The Court heard that Matika did not go owing to shortages of beds. Matika’s lawyer Bongani Macingwane argued against his mental evaluation demanding detailed reasons for such a decision. According to the provincial National Prosecuting Authority (NPA), “The State wants to satisfy itself that he is fit to stand trial. Unfortunately, there are no beds, the hospital is full because there are a lot of people that are unwell out there,” said spokesperson, Luxolo Tyali.

Thabo simply cannot accept this.

“Monday was horrible, I left the court with a massive headache. We, as a family did not provoke anyone, we just want state authorities to do their job. The state cannot claim there are no beds in Fort England, if they want to evaluate this man, they must just do it and spare me the lame excuses of lack of adequate infrastructure.”

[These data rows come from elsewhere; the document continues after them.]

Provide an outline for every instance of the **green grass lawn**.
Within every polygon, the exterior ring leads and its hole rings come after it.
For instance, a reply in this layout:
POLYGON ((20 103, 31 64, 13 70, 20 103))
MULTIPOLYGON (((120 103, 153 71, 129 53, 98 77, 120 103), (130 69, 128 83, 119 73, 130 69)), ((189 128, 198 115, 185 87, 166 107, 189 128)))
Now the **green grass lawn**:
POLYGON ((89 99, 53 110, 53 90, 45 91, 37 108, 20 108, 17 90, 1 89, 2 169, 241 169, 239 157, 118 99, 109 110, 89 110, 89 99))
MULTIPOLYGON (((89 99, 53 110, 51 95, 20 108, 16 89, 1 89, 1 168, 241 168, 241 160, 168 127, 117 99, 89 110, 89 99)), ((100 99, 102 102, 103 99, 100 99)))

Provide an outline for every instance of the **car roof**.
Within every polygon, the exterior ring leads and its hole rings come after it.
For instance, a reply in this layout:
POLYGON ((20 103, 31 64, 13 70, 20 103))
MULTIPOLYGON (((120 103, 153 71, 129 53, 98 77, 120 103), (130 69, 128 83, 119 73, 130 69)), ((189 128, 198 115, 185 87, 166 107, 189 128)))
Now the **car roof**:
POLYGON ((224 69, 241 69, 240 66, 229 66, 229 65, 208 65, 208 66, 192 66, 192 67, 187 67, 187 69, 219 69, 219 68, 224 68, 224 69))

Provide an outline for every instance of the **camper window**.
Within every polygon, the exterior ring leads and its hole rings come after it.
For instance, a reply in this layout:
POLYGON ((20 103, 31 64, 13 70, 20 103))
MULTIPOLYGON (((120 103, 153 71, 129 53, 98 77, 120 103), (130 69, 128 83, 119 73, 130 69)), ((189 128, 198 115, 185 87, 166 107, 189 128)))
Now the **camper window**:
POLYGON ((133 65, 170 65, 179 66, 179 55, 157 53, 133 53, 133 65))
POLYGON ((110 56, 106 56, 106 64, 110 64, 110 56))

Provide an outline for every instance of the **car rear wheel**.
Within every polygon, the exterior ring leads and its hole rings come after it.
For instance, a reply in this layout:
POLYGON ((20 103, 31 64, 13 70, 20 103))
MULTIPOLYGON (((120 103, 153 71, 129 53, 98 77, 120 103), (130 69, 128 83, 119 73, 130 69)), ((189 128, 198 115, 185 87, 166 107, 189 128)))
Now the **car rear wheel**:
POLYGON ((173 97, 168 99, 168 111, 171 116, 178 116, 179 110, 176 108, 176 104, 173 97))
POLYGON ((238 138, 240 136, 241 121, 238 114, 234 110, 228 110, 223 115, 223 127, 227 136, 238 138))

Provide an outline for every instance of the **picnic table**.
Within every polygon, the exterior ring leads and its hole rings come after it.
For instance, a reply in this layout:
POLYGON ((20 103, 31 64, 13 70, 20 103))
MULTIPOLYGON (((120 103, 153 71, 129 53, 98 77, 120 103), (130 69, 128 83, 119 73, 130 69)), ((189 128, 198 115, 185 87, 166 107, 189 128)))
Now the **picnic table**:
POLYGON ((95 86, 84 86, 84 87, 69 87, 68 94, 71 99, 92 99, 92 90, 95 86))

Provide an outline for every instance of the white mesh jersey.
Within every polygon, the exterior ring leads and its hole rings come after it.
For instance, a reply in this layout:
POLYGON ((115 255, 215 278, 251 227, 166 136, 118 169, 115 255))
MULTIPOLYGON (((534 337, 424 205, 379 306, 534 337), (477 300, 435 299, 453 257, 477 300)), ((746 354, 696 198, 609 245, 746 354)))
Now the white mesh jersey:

Busisiwe Ngwadla (37) is remembered as the daughter who had an admirable relationship with all members of her family, but particularly her brother and grandmother. “Yhoo uBusi, umntanasekhaya. We grew up with our grandmother mostly. When we started living on our own, we drove together to our rural home in Alice where my ‘Master Chef’ sister would cook up a storm and ensure that every gathering is characterised by good food and special care for elders. My sister, moving up and down, working hard to please everybody,” recalls Thabo.

When Thabo heard about his sister’s passing in February 2019, he immediately took his granny and mother to the doctor to be sedated for the shock.

“My grandmother wanted the earth to open up and swallow her. I had to get them sedated immediately. This, I had to do again after the funeral because they were falling apart. The women who gave birth to us were inconsolable,” said the young man who has had to shelve his own pain to take care of a family that is undergoing therapy to deal with their loss.

Nine months after his sister was stabbed 13 times to death in her Amalinda flat by her boyfriend, Thabo is yet to get a moment of silence to grieve for his best friend.

“The law has shown no sense of urgency in dealing decisively with the slaughtering of my sister. I am so angry that a case that is over-spilling with evidence, including a confession from the accused, is dragging to the detriment of my family. I simply cannot accept this,” he lashed out on Friday.

A visibly strained man, Thabo says he cannot sleep as he is haunted by the publicly circulated image of his sister lying naked in a pool of blood.

“My life will never be the same. I am so angry.” said an emotional Thabo Ngwadla. The case has, once again, been postponed to October 22.